# glock 23



## punkinabox (Oct 27, 2009)

any thoughts on a glock 23? looking into purchasing one just looking for some honest opinions. thanks all 
oh yea heard it has a hefty recoil is that true?


----------



## jeffreybehr (Feb 10, 2009)

Have you read the forum you just posted in? There must be thousands of words about the 23.


----------



## billd (Dec 20, 2009)

Great gun. Shoots very true.


----------



## hideit (Oct 3, 2007)

i would rather have a glock 19 rather than the 23
the pressurers are just too high and the 9mm is much cheaper to shoot and practice with


----------



## jeffreybehr (Feb 10, 2009)

hideit said:


> the (SIC) pressurers (SIC) are just too high and the 9mm is much cheaper to shoot and practice with (SIC)
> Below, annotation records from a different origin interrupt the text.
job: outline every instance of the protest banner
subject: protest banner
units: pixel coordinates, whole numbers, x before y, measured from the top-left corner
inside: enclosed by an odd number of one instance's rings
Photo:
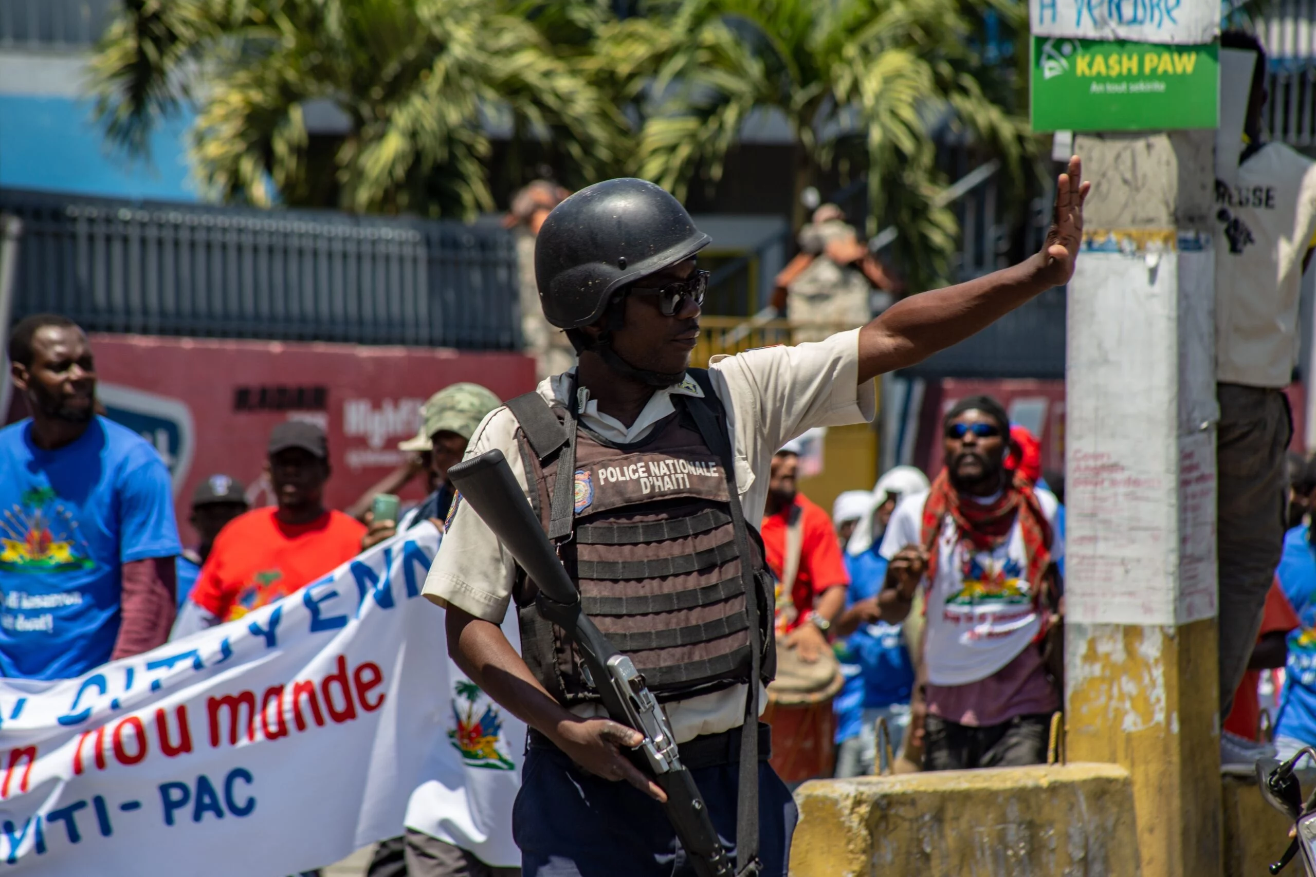
[[[0,860],[279,877],[400,835],[492,865],[525,726],[447,657],[422,523],[276,604],[78,678],[0,681]],[[515,613],[505,622],[519,643]],[[408,807],[408,802],[411,806]]]

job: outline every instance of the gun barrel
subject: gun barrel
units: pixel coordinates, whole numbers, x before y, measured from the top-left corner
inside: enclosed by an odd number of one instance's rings
[[[494,448],[458,463],[447,471],[447,479],[546,597],[559,604],[576,602],[575,585],[544,535],[544,526],[503,451]]]

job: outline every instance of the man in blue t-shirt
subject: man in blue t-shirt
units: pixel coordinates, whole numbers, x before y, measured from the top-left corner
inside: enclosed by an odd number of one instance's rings
[[[1275,575],[1302,622],[1302,627],[1288,635],[1284,692],[1275,718],[1275,748],[1279,757],[1287,759],[1316,743],[1316,546],[1309,525],[1284,534]]]
[[[183,548],[178,556],[178,609],[196,585],[201,575],[201,564],[211,556],[215,536],[224,525],[247,510],[246,492],[242,483],[228,475],[212,475],[196,485],[192,493],[192,517],[188,522],[196,530],[199,542],[195,548]]]
[[[0,675],[67,678],[168,639],[170,475],[96,415],[91,346],[71,320],[22,320],[9,362],[32,417],[0,430]]]
[[[834,646],[845,685],[832,702],[836,711],[836,776],[841,778],[874,773],[879,718],[886,721],[891,732],[892,753],[900,751],[901,736],[909,723],[913,664],[901,625],[883,621],[878,605],[878,593],[887,575],[887,559],[878,554],[878,548],[882,530],[895,508],[895,502],[887,502],[888,493],[899,500],[898,492],[884,490],[880,483],[871,494],[875,508],[871,522],[866,523],[876,538],[867,539],[867,547],[858,554],[845,554],[850,588],[845,594],[845,611],[836,623],[840,638]]]

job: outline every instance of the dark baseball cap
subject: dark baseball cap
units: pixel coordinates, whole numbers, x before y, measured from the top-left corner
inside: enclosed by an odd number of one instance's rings
[[[242,483],[230,475],[212,475],[196,485],[192,493],[192,508],[218,505],[221,502],[241,502],[246,505],[246,490]]]
[[[270,431],[270,456],[291,447],[300,447],[321,460],[329,459],[329,439],[325,431],[307,421],[286,421]]]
Too high for what? The 40 will deliver the same energy as a 9 with LOWER chamber pressure and more energy at the same pressure.


----------



## punkinabox (Oct 27, 2009)

I already have a G17 so now i want a compact with a little more bang. isnt it true i can get a 9mm conversion barrel for a 23?


----------



## SaltyDog (Jan 1, 2009)

Yes it is true you can get a conversion barrel for the G23. I have one from Barsto and it works just fine. I like the 40S&W also and ammo prices are falling for them. Also the 40S&W are available at most locations that don't have 9mm ammo.


----------